Listen to Problems, Not Solutions
When a customer submits a feature request, they are offering a solution to a problem they are experiencing. Your job is to look past the proposed solution and understand the underlying problem. A customer who requests "add a Gantt chart" might actually need a way to visualize dependencies between tasks. There could be multiple ways to solve that problem, and the best solution might look nothing like what the customer described.
This distinction is critical because customers are experts on their problems but not on your product architecture, technical constraints, or the needs of your broader user base. By focusing on the problem, you preserve your ability to design a solution that works for everyone, not just the loudest requester.
Let Feedback Validate, Not Dictate
Your product vision should come from a deep understanding of your market, your users, and the direction you believe the space is heading. Feedback should validate or challenge that vision—it should not replace it. When customer feedback consistently aligns with your vision, you have strong signal that you are on the right track. When it consistently diverges, that is a signal to re-examine your assumptions.
Think of feedback as a compass reading, not a set of turn-by-turn directions. It tells you whether you are headed in the right general direction, but you still need your own map. Tools like Planet Roadmap help you see the aggregate signal across all your feedback, so you can distinguish between one-off requests and genuine patterns that deserve strategic attention.
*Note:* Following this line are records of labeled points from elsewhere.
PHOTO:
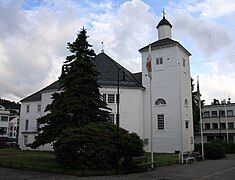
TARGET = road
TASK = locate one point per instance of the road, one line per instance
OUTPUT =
(223, 169)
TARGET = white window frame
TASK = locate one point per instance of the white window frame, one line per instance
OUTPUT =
(161, 123)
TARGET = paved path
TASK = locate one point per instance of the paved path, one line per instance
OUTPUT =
(223, 169)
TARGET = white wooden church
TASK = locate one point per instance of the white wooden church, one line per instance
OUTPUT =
(171, 101)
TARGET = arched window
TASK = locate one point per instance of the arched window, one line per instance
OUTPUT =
(160, 102)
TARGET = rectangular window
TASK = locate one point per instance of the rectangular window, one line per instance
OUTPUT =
(230, 125)
(39, 108)
(183, 62)
(186, 124)
(230, 113)
(210, 138)
(159, 61)
(207, 125)
(214, 125)
(27, 108)
(26, 124)
(206, 114)
(4, 118)
(222, 113)
(214, 113)
(111, 118)
(104, 97)
(222, 125)
(111, 98)
(160, 122)
(38, 125)
(25, 140)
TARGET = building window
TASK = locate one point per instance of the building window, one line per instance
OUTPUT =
(39, 108)
(104, 97)
(222, 126)
(229, 113)
(159, 61)
(230, 125)
(117, 98)
(111, 118)
(27, 108)
(183, 62)
(207, 125)
(206, 114)
(222, 113)
(214, 114)
(4, 118)
(210, 138)
(214, 125)
(160, 102)
(160, 122)
(26, 124)
(38, 125)
(111, 98)
(186, 124)
(25, 140)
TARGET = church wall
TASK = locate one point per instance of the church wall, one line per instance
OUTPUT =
(164, 85)
(186, 94)
(131, 113)
(131, 108)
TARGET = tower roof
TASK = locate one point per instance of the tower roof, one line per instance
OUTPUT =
(107, 68)
(164, 21)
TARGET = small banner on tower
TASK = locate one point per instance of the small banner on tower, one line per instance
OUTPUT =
(149, 63)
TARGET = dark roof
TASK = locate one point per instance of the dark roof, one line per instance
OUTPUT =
(138, 77)
(164, 21)
(163, 42)
(108, 73)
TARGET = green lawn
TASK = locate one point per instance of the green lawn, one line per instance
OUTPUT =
(45, 162)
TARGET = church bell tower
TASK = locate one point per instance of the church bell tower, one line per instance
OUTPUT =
(171, 98)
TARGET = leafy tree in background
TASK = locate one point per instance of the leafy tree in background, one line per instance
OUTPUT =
(79, 101)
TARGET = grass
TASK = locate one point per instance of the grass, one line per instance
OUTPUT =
(45, 162)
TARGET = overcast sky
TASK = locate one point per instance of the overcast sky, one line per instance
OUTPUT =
(34, 34)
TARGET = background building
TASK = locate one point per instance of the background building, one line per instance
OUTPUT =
(218, 121)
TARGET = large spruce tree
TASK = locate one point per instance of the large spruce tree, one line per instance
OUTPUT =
(79, 101)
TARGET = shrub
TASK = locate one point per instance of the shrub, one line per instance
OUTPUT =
(93, 146)
(214, 150)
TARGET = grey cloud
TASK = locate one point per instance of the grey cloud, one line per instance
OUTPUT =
(210, 38)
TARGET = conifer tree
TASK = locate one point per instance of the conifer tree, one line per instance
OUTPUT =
(79, 101)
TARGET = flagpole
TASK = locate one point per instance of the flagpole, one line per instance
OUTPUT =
(200, 115)
(151, 118)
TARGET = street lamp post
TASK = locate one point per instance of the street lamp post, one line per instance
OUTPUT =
(118, 116)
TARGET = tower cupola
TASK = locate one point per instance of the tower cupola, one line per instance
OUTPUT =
(164, 28)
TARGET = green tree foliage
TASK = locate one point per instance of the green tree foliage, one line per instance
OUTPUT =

Use Roadmap Horizons to Manage the Balance
One practical way to balance feedback with vision is to divide your roadmap into time horizons with different input sources. Your near-term roadmap (this quarter) should be heavily influenced by customer feedback, usage data, and known pain points. Your medium-term roadmap (next quarter) should blend feedback with strategic bets. Your long-term roadmap (6-12 months out) should be driven primarily by vision and market trends.
- Near-term: Customer feedback and data-driven priorities dominate. You are solving known problems.
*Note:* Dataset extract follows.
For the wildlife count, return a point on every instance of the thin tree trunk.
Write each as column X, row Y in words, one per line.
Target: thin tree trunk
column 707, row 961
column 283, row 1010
- Medium-term: Strategic initiatives meet validated customer needs. Feedback informs but does not dictate.
- Long-term: Vision-driven bets on where the market is heading. Feedback serves as a sanity check.
Avoiding Common Traps
The loudest customers are not always the most representative. Enterprise accounts with high revenue may push for features that serve their specific workflow but would confuse the majority of your users. Conversely, free-tier users may flood your portal with requests that do not align with the needs of your paying customers. Segment your feedback to understand who is asking and whether their needs represent a broader pattern.
Another trap is building for retention at the expense of acquisition. If all your roadmap decisions are driven by preventing existing customers from churning, you may miss the features that would attract new customers and grow your market. A healthy roadmap includes both retention-driven improvements and acquisition-driven innovation, guided by vision and grounded in feedback.